Font Size:

That night we were going to celebrate Zahra Bayda’s birthday, and a few hours beforehand, around midafternoon, Zahra Bayda asked me to join her in the kitchen to make scones.

“Why scones?”

“Because I like them, and it’s my birthday.”

“How sophisticated, scones in Yemen. They’re a Scottish bread, right?”

“Danish. Or, at least, I learned to make them from a Dane.”

“Rather than scones, I’d prefer to make an apple pie.”

“You see apples anywhere around here?”

“No.”

“That’s because there aren’t any. If there were, we’d bake an apple pie. But there are none, right?” Zahra Bayda became brusque, as she sometimes did.

“Was it in Denmark that a Dane taught you how to make scones?”

“No, it was a Dane here.”

“A Dane who came to Yemen to make scones.”

“He came to Yemen to work with us for a while. A Danish doctor.”

“And you made scones with him.”

“And with you too,” she shot back smoothly.

A bolero song sprang to mind,Bésame, bésame mucho, como si fuera esta noche la última vez... Kiss me, kiss me a lot, as if tonight were the last time...but it was Zahra Bayda who began to hum it. These things happen, with music, a kind of telepathy: One person recalls a song, another sings it.

“So you know that bolero, ‘Bésame Mucho,’” I said.

“Everybody knows it, it was very popular, I heard the Beatles sing it.”

“Which Beatles? The Beatles didn’t sing that.”

“I bet they did.”

“No, ma’am.”

“Ma’am? Only a kid like you would say ‘ma’am’ to a thirty-six-year-old woman like me.”

“That’s what you’re turning today? Thirty-six?”

“Thirty-seven, to tell you the truth.”

“Definitely a ma’am,” I said, and she gave me a little shove.

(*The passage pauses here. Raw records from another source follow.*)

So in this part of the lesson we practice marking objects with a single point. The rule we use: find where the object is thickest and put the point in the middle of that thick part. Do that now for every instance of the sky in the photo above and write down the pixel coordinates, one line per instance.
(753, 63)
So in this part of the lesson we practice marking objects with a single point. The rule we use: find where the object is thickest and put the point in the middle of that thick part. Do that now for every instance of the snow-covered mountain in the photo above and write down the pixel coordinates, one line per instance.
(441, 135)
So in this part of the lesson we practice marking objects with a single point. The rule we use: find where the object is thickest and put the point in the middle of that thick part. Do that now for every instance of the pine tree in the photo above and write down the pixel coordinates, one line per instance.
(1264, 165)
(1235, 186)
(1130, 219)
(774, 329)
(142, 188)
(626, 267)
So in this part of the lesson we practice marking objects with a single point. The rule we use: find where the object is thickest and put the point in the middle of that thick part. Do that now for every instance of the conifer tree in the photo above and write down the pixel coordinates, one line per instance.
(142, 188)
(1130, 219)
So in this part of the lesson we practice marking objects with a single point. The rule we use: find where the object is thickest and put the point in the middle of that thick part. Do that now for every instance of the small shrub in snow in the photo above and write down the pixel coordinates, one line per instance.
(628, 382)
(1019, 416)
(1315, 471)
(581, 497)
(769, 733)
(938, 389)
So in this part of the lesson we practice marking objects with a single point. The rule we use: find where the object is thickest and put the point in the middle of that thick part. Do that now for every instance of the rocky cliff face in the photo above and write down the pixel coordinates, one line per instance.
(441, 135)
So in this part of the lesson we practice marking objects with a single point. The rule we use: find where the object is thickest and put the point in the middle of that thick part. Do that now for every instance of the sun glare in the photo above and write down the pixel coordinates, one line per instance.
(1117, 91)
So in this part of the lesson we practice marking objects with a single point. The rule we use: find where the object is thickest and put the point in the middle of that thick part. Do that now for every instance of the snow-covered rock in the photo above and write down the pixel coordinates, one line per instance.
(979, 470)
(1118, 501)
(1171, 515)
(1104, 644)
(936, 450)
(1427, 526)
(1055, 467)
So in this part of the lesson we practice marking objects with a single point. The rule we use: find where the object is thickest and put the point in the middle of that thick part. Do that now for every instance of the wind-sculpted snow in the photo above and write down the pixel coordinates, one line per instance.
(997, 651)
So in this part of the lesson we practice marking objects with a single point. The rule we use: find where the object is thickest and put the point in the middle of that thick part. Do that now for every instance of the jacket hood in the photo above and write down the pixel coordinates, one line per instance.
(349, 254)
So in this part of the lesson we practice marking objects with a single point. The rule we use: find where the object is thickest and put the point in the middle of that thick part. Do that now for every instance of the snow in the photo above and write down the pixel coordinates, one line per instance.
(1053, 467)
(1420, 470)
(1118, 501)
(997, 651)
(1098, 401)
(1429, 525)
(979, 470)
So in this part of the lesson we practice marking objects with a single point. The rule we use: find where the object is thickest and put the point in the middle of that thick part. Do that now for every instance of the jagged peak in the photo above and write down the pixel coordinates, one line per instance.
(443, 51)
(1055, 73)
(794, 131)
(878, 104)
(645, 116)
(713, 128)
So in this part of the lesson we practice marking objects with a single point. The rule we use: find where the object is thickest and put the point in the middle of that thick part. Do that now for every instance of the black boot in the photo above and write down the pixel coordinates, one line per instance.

I’ve been calling Zahra Bayda ma’am since the moment I first saw her, when she came to pick me up at the airport. At first sight, she seemed a mature woman to me, and the address seemed right. I didn’t really take a close look at her appearance. Well, that’s not quite true; I did look, how could I not look when she burst on the scene like an earthquake, talking loudly and gesturing vigorously and wearing bright colors amid all those silent, black-clad women. That is to say, of course I looked, but not the way a man looks at a woman, more the way he might look at an approaching storm. In the airport, my overall impression was of an energetic, commanding woman who gave orders we obeyed, all of us, the officials, the soldiers, and I myself, as if our mother had just arrived to put everything in order. That’s what I saw, a possessive and nourishing mother ofhumanity, owner of the fiercest black eyes in the whole desert, the magnetic eyes of a shaman deep in a trance.

In the kitchen, hours before her birthday party, after touching on the subject of her age, I observed her more closely. She’s a tall woman, with a sturdy body that seems free and comfortable under an ample tunic with a green, brown, and black pattern that she calls an abaya and that gives her a more African than Arab look. Over that she wears the distinctive MSF vest, white with a red logo. She’s given me one too, with stern instructions not to leave the house without it: Though it’s just a simple cloth, it somehow functions as a kind of safety shield.

Wow, this Zahra Bayda. She’s truly seductive when she beams her Somali smile, honest and full of large teeth, and she’s truly frightening when angry: She’s moody, why deny it? She wears heavy earrings that stretch her earlobes. Her most sumptuous treasure is a wild, shining mane she keeps hidden beneath a cap or turban except when she’s at home. I tell her that her hair is only set loose at night, like ferocious dogs. Then there are her hands, which are enormous, she moves them gracefully as she gestures like some great queen or like a person who knows they have phenomenal hands. Everything about this woman is solid, and supreme.

“You’re an unassailable monument,” I told her.

“Have you tried to assail it?” she shot back. “Want to place bets?”